Re: Strange network/socket anomalies since about a month
- In reply to: Alexander Leidinger : "Strange network/socket anomalies since about a month"
- Go to: [ bottom of page ] [ top of archives ] [ this month ]
Date: Mon, 22 Apr 2024 15:35:16 UTC
On Apr 22, 2024, at 3:26 AM, Alexander Leidinger <Alexander@Leidinger.net> wrote:
> Hi,
> 
> I see a higher failure rate of socket/network related stuff since a while. Those failures are transient. Directly executing the same thing again may or may not result in success/failure. I'm not able to reproduce this at will. Sometimes they show up.
> 
> Examples:
> - poudriere runs with the sccache overlay (like ccache but also works for rust) sometimes fail to create the communication socket and as such the build fails. I have 3 different poudriere bulk runs after each other in my build script, and when the first one fails, the second and third still run. If the first fails due to the sccache issue, the second and 3rd may or may not fail. Sometimes the first fails and the rest is ok. Sometimes all fail, and if I then run one by hand it works (the script does the same as the manual run, the script is simply a "for type in A B C; do; poudriere bulk -O sccache -j $type -f  ${type}.pkglist; done" which I execute from the same shell, and the script doesn't do env-sanityzing).

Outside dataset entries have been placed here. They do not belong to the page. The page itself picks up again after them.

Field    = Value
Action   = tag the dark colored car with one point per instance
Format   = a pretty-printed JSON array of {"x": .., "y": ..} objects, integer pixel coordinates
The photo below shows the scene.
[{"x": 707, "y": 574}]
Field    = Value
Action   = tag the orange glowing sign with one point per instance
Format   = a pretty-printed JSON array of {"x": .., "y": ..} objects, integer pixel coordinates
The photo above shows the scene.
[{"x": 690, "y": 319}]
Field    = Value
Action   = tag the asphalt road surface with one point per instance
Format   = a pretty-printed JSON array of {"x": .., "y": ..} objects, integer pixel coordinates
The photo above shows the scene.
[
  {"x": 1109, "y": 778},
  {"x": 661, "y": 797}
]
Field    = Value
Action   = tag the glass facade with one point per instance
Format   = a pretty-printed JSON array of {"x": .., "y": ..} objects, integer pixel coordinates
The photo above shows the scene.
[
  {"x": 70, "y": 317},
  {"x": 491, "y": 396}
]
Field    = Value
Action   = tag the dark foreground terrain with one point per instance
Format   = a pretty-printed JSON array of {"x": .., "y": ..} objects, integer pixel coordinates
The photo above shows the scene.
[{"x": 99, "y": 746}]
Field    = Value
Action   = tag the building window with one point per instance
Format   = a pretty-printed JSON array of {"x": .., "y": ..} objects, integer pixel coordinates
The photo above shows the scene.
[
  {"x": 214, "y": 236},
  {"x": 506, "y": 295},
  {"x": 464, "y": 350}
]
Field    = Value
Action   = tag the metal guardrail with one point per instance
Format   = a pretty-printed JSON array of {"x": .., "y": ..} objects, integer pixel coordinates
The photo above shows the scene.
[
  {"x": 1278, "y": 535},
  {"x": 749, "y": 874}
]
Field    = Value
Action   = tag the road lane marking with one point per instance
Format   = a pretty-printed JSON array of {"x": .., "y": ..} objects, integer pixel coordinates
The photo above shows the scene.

> - A webmail interface (inet / local net -> nginx (rev-proxy) -> nginx (webmail service) -> php -> imap) sees intermittent issues sometimes. Opening the same email directly again afterwards normally works. I've also seen transient issues with pgp signing (webmail interface -> gnupg / gpg-agent on the server), simply hitting send again after a failure works fine.
> 
> Gleb, could this be related to the socket stuff you did 2 weeks ago? My world is from 2024-04-17-112537. I do notice this since at least then, but I'm not sure if they where there before that and I simply didn't notice them. They are surely "new recently", that amount of issues I haven's seen in January. The last two updates of current I did before the last one where on 2024-03-31-120210 and 2024-04-08-112551.
> 
> I could also imagine that some memory related transient failure could cause this, but with >3 GB free I do not expect this. Important here may be that I have https://reviews.freebsd.org/D40575 in my tree, which is memory related, but it's only a metric to quantify memory fragmentation.
> 
> Any ideas how to track this down more easily than running the entire poudriere in ktrace (e.g. a hint/script which dtrace probes to use)?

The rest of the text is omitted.